"Why should I care? That stuff's boring!" you may ask.
Au contraire, smart-ass. Many believe that Shakespeare in the park is a vital component of summertime culture in the big city. Consider the words of festival producing director Rob Townsend: "I think people have a right to see Shakespeare," he says. "We all agree that Shakespeare is the greatest writer in the English language. Through the graces of all the contributions from corporate and private donations, we're able to offer this free to the public. A community defines its character through its culture, and St. Louis has a marvelous track record with the art museum and the zoo and the science museum all being free. Well, we get to give them Shakespeare for free."

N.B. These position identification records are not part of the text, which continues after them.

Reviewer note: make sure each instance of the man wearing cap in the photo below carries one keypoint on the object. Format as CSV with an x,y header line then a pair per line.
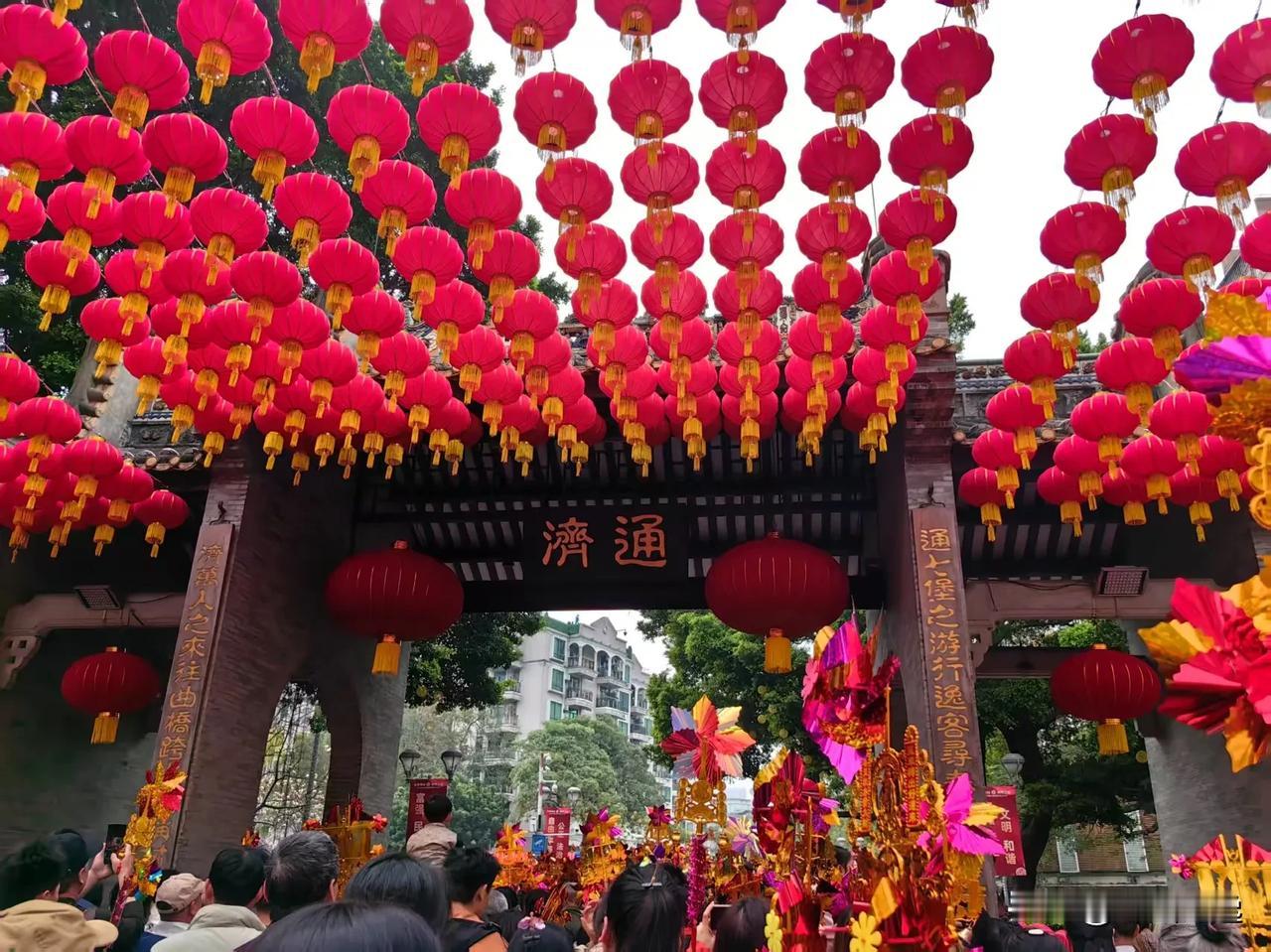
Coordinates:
x,y
177,901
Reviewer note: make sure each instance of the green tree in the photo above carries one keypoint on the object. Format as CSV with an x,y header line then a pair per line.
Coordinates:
x,y
454,671
961,320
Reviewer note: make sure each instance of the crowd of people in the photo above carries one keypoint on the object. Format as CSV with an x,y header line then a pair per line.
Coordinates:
x,y
59,895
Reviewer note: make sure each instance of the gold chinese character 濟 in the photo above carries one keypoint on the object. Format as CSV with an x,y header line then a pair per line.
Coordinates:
x,y
639,540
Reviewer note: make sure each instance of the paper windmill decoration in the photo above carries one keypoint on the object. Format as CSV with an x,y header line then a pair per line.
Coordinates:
x,y
1215,653
844,699
706,742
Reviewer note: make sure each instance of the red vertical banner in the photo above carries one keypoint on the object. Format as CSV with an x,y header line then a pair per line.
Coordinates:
x,y
1006,828
556,825
420,793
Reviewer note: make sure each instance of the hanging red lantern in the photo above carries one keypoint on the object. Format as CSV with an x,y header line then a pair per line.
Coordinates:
x,y
275,134
1108,687
779,589
1059,304
847,75
105,155
1242,67
227,39
649,99
530,26
1140,60
108,685
743,93
370,125
1108,155
1220,162
908,222
511,262
1189,243
459,123
141,71
980,488
1034,361
1081,236
40,49
945,68
427,35
455,309
336,31
313,207
577,192
399,195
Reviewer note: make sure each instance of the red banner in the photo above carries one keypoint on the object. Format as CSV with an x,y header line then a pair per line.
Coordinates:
x,y
556,825
420,793
1007,829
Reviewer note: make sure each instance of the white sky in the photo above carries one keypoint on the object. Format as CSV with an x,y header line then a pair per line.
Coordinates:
x,y
1040,94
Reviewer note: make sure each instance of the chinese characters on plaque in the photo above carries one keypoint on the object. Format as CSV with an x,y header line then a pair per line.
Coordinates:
x,y
942,617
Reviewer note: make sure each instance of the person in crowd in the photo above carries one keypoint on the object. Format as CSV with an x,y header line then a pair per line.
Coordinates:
x,y
471,874
435,839
177,900
303,871
349,927
397,879
225,919
1201,937
645,910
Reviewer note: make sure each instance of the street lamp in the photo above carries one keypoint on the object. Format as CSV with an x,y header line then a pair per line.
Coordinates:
x,y
450,761
408,759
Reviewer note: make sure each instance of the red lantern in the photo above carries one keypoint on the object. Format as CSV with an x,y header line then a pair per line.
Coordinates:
x,y
40,49
313,207
979,487
275,134
459,123
1242,67
577,192
227,37
1221,162
847,75
143,72
370,125
455,309
1108,155
108,685
945,68
1081,236
530,26
326,33
743,91
1140,60
1108,687
779,589
427,35
399,195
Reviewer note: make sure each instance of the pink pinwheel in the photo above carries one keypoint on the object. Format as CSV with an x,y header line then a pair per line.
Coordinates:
x,y
706,742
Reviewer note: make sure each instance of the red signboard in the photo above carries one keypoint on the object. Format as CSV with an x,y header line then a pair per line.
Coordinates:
x,y
556,825
420,793
1006,828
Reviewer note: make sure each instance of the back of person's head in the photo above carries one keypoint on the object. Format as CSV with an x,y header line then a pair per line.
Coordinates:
x,y
437,808
469,870
400,880
32,871
647,909
235,876
302,871
1201,937
350,927
741,927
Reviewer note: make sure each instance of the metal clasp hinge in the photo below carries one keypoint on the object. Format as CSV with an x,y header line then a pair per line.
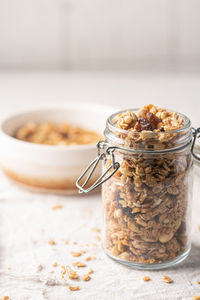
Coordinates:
x,y
92,166
196,134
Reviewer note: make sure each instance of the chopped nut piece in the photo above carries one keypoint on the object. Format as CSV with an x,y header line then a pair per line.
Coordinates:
x,y
86,277
96,229
167,279
146,278
54,264
51,242
57,206
79,264
72,274
73,288
88,258
76,254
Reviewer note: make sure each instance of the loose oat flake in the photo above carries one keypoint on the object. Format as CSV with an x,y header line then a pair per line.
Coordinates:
x,y
79,264
72,274
54,264
86,277
76,254
146,278
58,206
73,288
51,242
167,279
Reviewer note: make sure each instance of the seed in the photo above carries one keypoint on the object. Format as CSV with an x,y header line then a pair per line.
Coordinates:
x,y
73,288
76,254
86,277
167,279
146,278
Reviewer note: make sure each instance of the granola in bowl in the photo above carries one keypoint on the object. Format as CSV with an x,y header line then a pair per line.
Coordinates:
x,y
49,133
147,201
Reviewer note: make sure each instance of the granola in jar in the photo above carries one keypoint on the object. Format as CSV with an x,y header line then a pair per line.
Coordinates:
x,y
147,201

You can get your Elizabethan groove on at the green show, a traditional pre-drama fair intended to ease playgoers into the times and the language. Check out strolling musicians and dancers; buy food, drink and souvenirs; and enjoy puppeteers, professors lecturing on the play and Meet Romeo and Juliet, a mini-play for kids and adults unfamiliar with the work. The actual play begins as the sun sinks low at 8 p.m. and finishes three hours later under spotlights. Audience members are encouraged to bring lawn chairs and blankets and to picnic as the tragedy unfolds.
Remember, you read this here: About 30 minutes before the play starts, actors will rehearse the scenes involving combat at an onstage "fight call." It will be cool.